By Leonard Gildarie
Days after announcing tougher checks on cambios as part of the measures to help stabilize the exchange rate for foreign currency, authorities have ordered operators not to allow the spread between the buying and selling rate to be more than $3.
Already, the US selling rate has dropped, but cambio operators are unhappy over the scrutiny by Central Bank, complaining yesterday that it will only serve to drive businesses to deal with illegal money-changers on the streets.
Yesterday, the board rates of non-bank cambios reflected the new “guidelines” which were sent out Monday to operators.
Inspectors from Central Bank were reportedly stepping up checks at the operations of a number of the city cambios, with visits starting on Monday and continuing yesterday.
Central Bank in a circular Monday told the cambios that the idea was to improve the “efficiency, depth and liquidity” of the foreign exchange market.
Central Bank also quoted the law saying the guidelines was in accordance with Section 7 of the Dealers in Foreign Currency (Licensing Act) 1989.
As of Monday, all non-bank cambios “must reduce the spread between the buying and selling rates on foreign currency transactions to no more than $3,” according to the correspondence seen by Kaieteur News.
Central Bank also made it clear that the selling rates of all foreign currencies must reflect the board rates displayed by the cambio.
It was signed by Dr. Gobind Ganga, Governor for Central Bank.
At Gobind’s Cambio, Regent Street, the selling rates of $215 to US$1 last week was down to US$211 yesterday. They were buying US for $208.
L. Mahabeer and Son, a stone’s throw away from Gobind’s, was buying at $210 and selling at $213.
Kaieteur News was told that Central Bank inspectors, after an initial visit on Monday, were back at it yesterday.
The tougher measures would come after Government denied there is a foreign currency shortage on the market. No banks had applied to Central Bank for the release of foreign currency, media was told.
However, Central Bank’s investigations found that a number of things were happening to the market, which for about almost three decades now had been liberalized, with few restrictions.
It was discovered that some customers were making large requests for money transfers at the banks while others were approaching several banks and making multiple applications. In one case, a large transaction to the tune of US$25M used by Banks DIH to buy out its shares from a Bajan partner, help placed a major dent on the trade.
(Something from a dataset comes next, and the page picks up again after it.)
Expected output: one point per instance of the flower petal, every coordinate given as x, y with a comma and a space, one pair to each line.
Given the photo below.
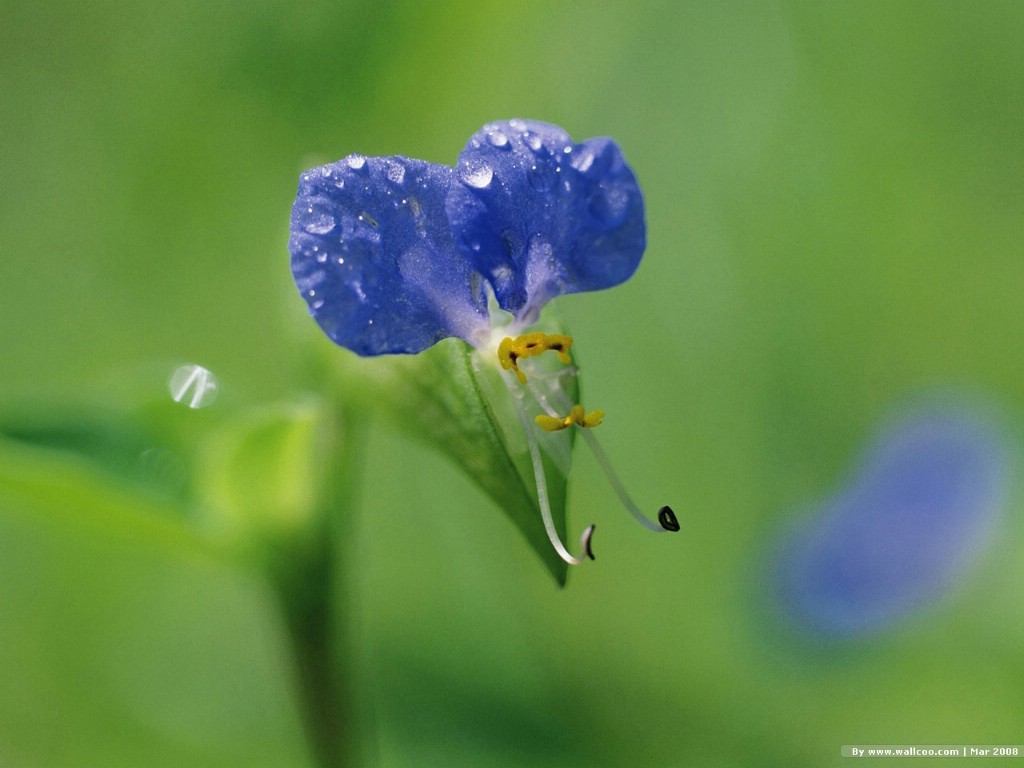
373, 256
539, 215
Other challenges included an increase in “traders” from the region, including from Trinidad, Suriname and Barbados, travelling to Guyana to take back much-needed foreign currency.
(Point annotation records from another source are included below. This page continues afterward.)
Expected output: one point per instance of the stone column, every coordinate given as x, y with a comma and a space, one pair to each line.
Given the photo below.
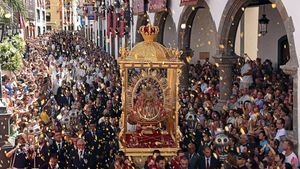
225, 65
184, 80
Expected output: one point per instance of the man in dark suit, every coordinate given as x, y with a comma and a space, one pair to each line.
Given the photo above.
59, 147
193, 156
81, 157
52, 164
208, 161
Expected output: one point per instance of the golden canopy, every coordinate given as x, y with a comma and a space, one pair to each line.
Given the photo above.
149, 50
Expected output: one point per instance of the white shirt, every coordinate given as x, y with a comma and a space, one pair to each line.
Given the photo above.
280, 133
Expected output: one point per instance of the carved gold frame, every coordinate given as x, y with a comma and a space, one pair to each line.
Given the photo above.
145, 75
170, 94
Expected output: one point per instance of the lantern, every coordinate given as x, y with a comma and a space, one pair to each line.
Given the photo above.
263, 23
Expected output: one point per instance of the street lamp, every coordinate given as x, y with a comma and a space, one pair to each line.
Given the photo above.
1, 30
263, 23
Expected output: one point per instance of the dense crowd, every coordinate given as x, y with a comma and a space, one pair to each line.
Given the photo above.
66, 106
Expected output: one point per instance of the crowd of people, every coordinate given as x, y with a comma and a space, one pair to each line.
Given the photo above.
66, 105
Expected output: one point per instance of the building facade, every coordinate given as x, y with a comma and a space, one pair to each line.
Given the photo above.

Central Bank recently warned a popular money transfer service that is part of a multi-national company to sell its moneys to the commercial bank. It was reported that the money transfer service last year failed to sell the foreign currency to the banks, as was expected, further exacerbating the situation.
At the end of last year, there were 19 cambio dealers, including 13 non-bank operators, in Guyana.
Last week Tuesday, Minister of State Joseph Harmon reported that Finance Minister Winston Jordan briefed Cabinet on the foreign exchange situation. He insisted that there was no shortage.
Harmon disclosed that Bank of Guyana, as the regulatory body for financial institutions and non-bank cambios, has been told to respond to the situation with stricter regulations and closer monitoring. He said that Central Bank is expected to issue a number of guidelines, with regards to the new regulations and monitoring.
These would include ensuring that exporters repatriate their export earnings to the banking systems as is required, and conducting close monitoring and examinations of bank and non-bank cambios to maintain market stability.
Measures will also be taken to ensure that all foreign loans and grants are disbursed on time so as to increase the flow of currency to the country.
According to Harmon, Government is cognizant of the currency shortages in Suriname, Trinidad, Barbados, Venezuela and Brazil, and that operators would have capitalized on opportunities in Guyana.
Lower world prices for commodities, including oil and rice, have created major problems for countries in the region.
Guyana’s saving grace has been gold, which has touched record production levels.